The Raytheon Technologies (RTX) Research Center (RTRC), in collaboration with Naval Air Systems Command (NAVAIR), the Air Force Research Laboratory (AFRL), and Clean Corrosion Control Concepts (CCCC) LLC will conduct a three-year research program developing a chromium (Cr)-free composite conversion coating for zinc (Zn) and zinc nickel (Zn-Ni) plating. The project team seeks to determine the feasibility and cost-effectiveness of Cr-free composite conversion coating based on molybdate-silicate-phosphate (Mo-Si-P) system on Zn and Zn-Ni plating. The effort will explore enhanced formulations through the addition of chemical species as co-additives to identify the Mo-Si-P-X (X= enhanced performance additive) composite conversion coatings. The project team will down-select the additives for a lab scale technology/manufacturing readiness level (TRL/MRL) 5/4 demonstration to confirm corrosion performance that is at least comparable to commercial trivalent chromium (Cr(III)) baseline treatments. The demonstration will include both unpainted and non-chromate primed surfaces. Key performance metrics will include salt-fog corrosion resistance, primer adhesion, and hydrogen embrittlement and re-embrittlement. The Mo-Si-P-X composite coating formulation will comply with low volatile organic compounds industry guidelines and be free of hazardous air pollutants. Upon successful demonstration of the developmental Mo-Si-P-X composite coating technology, the team will also conduct a sustainability analysis to determine potential life cycle impacts and costs. The demonstration of the Crfree Mo-Si-P-X composite coating, as an alternative to the currently used trivalent Cr(III) technology in the Zn-Ni plating process, will further advance the Cr-free coating TRL/MRL.
The overarching hypothesis is that multi-element composite conversion coatings based on Mo-Si-P-X systems will provide significantly improved adhesion properties and enhanced corrosion resistance to Zn and Zn-Ni plating, with additions of inorganic, and organic co-additives/conversion agents to the Mo-Si-P system. The Cr-free alternative inhibitor chemistries and resulting conversion coating process are based on a multi-functional inhibitor mixture of molybdate, silicate and phosphate species. The team will leverage and build upon existing RTX intellectual property in the areas of non-chromate inhibitor pigments, nonchromate primers for Zn-Ni plated steel, and Cr-free surface treatments. The approach will be focused on enhanced formulations in the forms of Mo-Si-P-X composite coatings with the addition of inorganic and organic species as co-additives/conversion agents. Based on extensive prior research at RTRC, the combination of commercial Mo-Si-P inhibitive pigments have a uniquely effective capability to protect ZnNi plated steel components. The RTRC-led team’s broad and deep expertise will ensure on-budget and on-schedule execution of work scope, in particular: (i) RTX’s expertise in non-chromate pigments and primers for Zn-Ni plating and Cr-free surface coating process, and electrochemical measurement and testing capabilities; (ii) CCCC’s corrosion science and control experience; (iii) NAVAIR and AFRL expertise in critical mechanical property testing, and field testing capabilities.

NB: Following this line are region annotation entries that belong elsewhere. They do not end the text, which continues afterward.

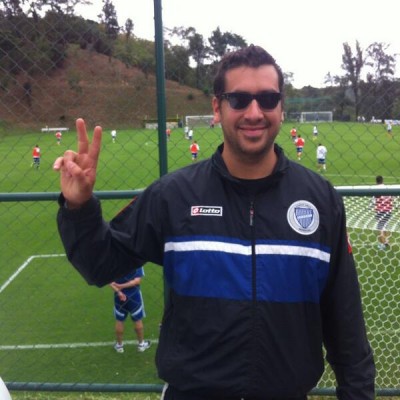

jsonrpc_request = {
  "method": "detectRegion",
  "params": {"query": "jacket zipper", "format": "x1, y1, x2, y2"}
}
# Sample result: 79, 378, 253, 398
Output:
249, 200, 257, 302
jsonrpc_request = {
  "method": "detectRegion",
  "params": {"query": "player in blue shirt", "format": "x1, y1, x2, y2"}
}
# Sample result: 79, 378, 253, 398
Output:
110, 267, 151, 353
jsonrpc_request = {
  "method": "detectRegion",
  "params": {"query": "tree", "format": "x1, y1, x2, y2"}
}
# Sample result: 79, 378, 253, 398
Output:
101, 0, 120, 40
208, 26, 246, 61
0, 0, 23, 18
365, 42, 396, 82
363, 42, 397, 119
125, 18, 134, 40
342, 41, 365, 116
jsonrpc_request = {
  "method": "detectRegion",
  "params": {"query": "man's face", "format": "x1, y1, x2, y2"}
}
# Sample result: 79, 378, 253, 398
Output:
212, 65, 283, 161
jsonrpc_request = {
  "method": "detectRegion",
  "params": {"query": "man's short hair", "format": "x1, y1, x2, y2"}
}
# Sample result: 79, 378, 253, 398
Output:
213, 44, 284, 98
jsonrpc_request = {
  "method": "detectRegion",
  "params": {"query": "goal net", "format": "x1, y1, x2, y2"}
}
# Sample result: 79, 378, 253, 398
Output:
300, 111, 333, 122
320, 185, 400, 387
185, 115, 214, 128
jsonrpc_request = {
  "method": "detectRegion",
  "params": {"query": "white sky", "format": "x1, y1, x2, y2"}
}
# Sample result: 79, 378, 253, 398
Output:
76, 0, 400, 88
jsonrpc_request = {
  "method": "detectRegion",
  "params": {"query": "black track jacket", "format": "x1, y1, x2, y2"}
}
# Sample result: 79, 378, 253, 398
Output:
58, 145, 375, 400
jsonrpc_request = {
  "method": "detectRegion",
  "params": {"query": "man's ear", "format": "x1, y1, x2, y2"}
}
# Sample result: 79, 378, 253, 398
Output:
211, 96, 221, 124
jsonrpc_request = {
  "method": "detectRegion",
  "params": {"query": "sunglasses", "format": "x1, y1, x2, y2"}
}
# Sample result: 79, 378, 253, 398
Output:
218, 91, 282, 110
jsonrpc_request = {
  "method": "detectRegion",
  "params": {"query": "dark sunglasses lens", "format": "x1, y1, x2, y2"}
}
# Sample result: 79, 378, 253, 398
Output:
255, 93, 281, 110
225, 92, 281, 110
228, 93, 252, 110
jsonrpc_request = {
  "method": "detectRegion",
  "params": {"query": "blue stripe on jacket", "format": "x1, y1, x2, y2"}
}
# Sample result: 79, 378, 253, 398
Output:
164, 237, 330, 303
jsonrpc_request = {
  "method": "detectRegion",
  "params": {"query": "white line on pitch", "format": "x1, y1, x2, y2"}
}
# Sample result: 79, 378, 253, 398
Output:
0, 339, 158, 351
0, 254, 65, 293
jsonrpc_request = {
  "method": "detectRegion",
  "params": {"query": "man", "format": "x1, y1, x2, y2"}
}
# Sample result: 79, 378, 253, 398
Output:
294, 135, 306, 161
31, 144, 41, 169
111, 129, 117, 143
313, 125, 318, 140
373, 175, 393, 250
317, 143, 328, 171
110, 267, 151, 353
190, 140, 200, 161
55, 131, 62, 145
290, 127, 297, 142
54, 45, 375, 400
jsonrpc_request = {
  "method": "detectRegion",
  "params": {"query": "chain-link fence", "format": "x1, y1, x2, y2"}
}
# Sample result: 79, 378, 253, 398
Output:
0, 2, 400, 394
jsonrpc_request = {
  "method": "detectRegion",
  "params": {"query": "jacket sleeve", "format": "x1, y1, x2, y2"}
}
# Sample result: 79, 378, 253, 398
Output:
321, 196, 375, 400
57, 180, 163, 286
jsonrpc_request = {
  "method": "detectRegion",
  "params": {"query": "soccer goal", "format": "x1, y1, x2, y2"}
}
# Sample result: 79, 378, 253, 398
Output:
300, 111, 333, 122
185, 115, 214, 128
334, 185, 400, 387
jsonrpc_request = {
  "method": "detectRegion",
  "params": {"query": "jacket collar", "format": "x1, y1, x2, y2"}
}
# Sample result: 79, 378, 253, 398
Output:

Development, test, validation and implementation of Cr-free Mo-Si-P-X composite conversion coatings and non-chromate primer systems would allow government and industry facilities to eliminate worker exposure to chromium compounds, allow use across multiple plating processes and reduce the cost to sustain depot operations, as well as enable the Department of Defense to comply with Occupational Safety and Health Administration and American Conference of Governmental Industrial Hygienists exposure limits for chromium compounds.